Görme işlevinden sorumlu bölümler etkilenirse görme kaybolur, geçici körlük gelişir. Lezyon geri dönüşümlüyse, işlev bozukluğu odakları zamanla geri döndürülemez değişikliklerle geri yüklenir, tam bir görme kaybı şeklinde içler acısı sonuçlar ortaya çıkar.

Bozulmuş görme işlevinin belirtileri, en başta hangi beyin bölgelerinin değişikliğe uğradığını ve nöronlardaki nekrotik hasarın hacmini gösterebilir:

  • görme alanı kaybı - lezyonun küçük bir lokalizasyonu vardı. Bu tür bir patolojiye “kör nokta” denir, çünkü görüş alanı dışında ayrı bir alan düşer. Sendrom, göz yuvalarındaki ağrıya eşlik eder.
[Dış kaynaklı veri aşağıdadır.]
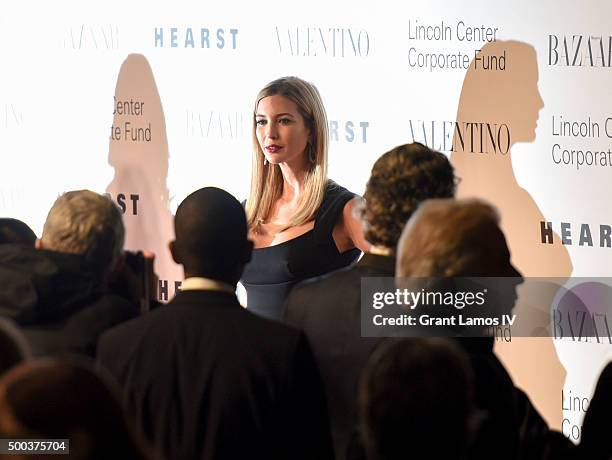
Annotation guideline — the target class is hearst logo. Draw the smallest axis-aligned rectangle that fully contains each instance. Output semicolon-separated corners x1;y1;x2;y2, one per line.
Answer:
548;35;612;68
540;221;612;248
154;27;239;50
274;26;371;59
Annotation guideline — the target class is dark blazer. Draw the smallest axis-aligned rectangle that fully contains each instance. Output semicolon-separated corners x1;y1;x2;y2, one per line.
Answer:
98;291;333;460
286;254;395;460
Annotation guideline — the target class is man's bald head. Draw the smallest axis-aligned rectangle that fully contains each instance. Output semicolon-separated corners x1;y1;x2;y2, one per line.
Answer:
170;187;253;284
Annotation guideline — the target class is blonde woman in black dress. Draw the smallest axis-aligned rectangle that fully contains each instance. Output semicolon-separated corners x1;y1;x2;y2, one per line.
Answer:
241;77;370;319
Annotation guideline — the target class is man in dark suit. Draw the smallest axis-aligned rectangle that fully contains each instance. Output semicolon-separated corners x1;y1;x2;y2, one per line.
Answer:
286;143;455;460
98;187;333;460
0;190;138;358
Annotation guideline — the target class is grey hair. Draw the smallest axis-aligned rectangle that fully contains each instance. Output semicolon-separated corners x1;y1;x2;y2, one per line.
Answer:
41;190;125;275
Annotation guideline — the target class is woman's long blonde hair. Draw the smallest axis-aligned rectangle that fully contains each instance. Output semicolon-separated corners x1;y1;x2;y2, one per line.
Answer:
246;77;329;228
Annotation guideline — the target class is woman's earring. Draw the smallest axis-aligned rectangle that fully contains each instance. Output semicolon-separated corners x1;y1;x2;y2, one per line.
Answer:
308;143;315;164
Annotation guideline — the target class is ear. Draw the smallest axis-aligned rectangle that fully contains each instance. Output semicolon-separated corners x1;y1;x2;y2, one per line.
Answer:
168;240;183;265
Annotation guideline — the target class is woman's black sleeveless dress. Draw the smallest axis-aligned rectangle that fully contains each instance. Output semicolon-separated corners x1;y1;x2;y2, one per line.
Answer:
240;181;361;319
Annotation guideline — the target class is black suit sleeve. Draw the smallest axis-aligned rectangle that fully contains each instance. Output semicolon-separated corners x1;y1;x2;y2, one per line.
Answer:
285;333;334;460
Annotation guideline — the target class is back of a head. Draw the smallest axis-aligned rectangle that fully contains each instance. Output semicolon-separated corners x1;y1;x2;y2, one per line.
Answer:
396;200;519;277
0;318;31;375
359;339;473;460
0;360;152;460
174;187;251;283
363;142;455;249
0;217;36;247
41;190;125;275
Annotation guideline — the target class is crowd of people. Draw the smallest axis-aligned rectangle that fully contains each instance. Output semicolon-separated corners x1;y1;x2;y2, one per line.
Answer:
0;77;612;460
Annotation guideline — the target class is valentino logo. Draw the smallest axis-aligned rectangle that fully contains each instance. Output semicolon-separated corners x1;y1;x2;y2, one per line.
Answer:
275;26;370;58
408;120;512;155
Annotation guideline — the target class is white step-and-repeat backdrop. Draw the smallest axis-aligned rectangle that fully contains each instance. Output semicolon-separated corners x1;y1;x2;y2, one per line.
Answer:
0;0;612;441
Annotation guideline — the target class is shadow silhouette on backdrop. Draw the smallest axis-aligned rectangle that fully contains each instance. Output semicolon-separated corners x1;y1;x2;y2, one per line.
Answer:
106;54;183;300
451;41;572;429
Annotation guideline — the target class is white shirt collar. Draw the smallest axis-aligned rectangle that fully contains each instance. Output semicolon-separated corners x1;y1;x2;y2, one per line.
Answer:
181;276;236;294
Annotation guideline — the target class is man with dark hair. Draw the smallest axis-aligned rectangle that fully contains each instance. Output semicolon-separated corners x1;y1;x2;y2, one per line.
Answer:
0;217;36;247
0;190;138;357
359;339;474;460
286;143;455;460
98;187;333;460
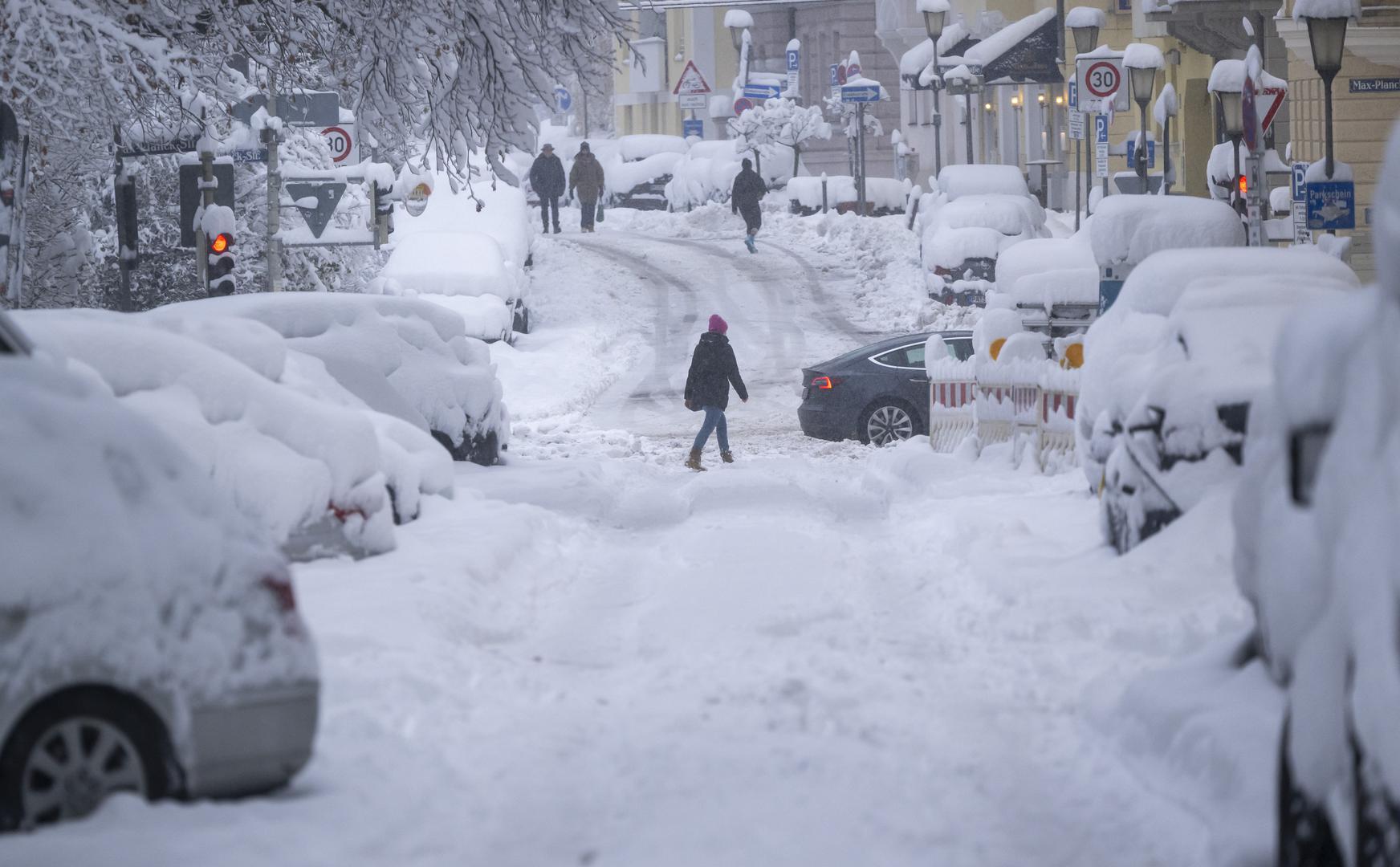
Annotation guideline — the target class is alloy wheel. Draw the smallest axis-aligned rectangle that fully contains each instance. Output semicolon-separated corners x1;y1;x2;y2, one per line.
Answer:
865;406;914;446
19;717;145;826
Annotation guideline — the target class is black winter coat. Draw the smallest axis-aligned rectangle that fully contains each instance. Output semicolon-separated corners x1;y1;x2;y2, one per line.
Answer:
529;154;564;199
686;331;749;409
730;168;768;214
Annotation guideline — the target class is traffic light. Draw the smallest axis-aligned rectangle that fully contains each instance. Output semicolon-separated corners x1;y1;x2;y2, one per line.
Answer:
209;231;234;297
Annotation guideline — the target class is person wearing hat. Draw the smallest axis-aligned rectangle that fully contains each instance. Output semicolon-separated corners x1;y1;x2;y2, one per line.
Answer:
529;144;564;235
686;314;749;470
568;141;604;231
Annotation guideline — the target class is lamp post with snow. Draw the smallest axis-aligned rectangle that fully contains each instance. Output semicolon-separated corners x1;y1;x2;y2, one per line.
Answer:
916;0;952;177
1293;14;1351;178
724;8;753;96
1207;60;1244;211
1123;42;1159;193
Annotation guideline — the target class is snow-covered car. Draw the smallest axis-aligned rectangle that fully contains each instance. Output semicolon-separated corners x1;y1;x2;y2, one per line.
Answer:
1075;246;1355;501
1233;134;1400;867
0;312;319;831
375;231;529;343
15;307;409;560
1101;269;1355;553
162;293;510;466
988;238;1099;337
922;194;1048;307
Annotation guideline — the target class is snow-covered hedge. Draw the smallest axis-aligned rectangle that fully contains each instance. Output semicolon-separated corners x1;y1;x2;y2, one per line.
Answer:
0;348;316;711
Küçük bir beyin hasarı, rehabilitasyon döneminde görmenin kendi kendine geri gelmesine neden olur;
  • periferik görme kaybı - tam teşekküllü bir görsel işlev, iki beyin lobu tarafından sağlanır - sol ve sağ. Her iki gözün retinasından gelen bilgi karşı lob tarafından işlenir (retinanın sağ tarafından sol taraf sorumludur ve tersi de geçerlidir.) Periferik (yanal) görüş kaybolursa, bu beyin dokusunun büyük hasar görmüş olduğu anlamına gelir. kanama sırasında. İnme sonrası yan görüşün restorasyonu, yoğun tıbbi ve yardımcı tedavi gerektiren zor ve uzun bir süreçtir. Hasar görmemiş beyin yapıları, kaybolan bazı işlevleri devralabilir;
  • gözlerin motor işlevinden sorumlu sinirin felci - gözbebeklerinin hareketinden sorumlu kas liflerinde meydana gelen böyle bir atrofik bozukluk, gözlerin dışarı doğru çıkmasına neden olur. Diğer bir sonuç ise şaşılıktır.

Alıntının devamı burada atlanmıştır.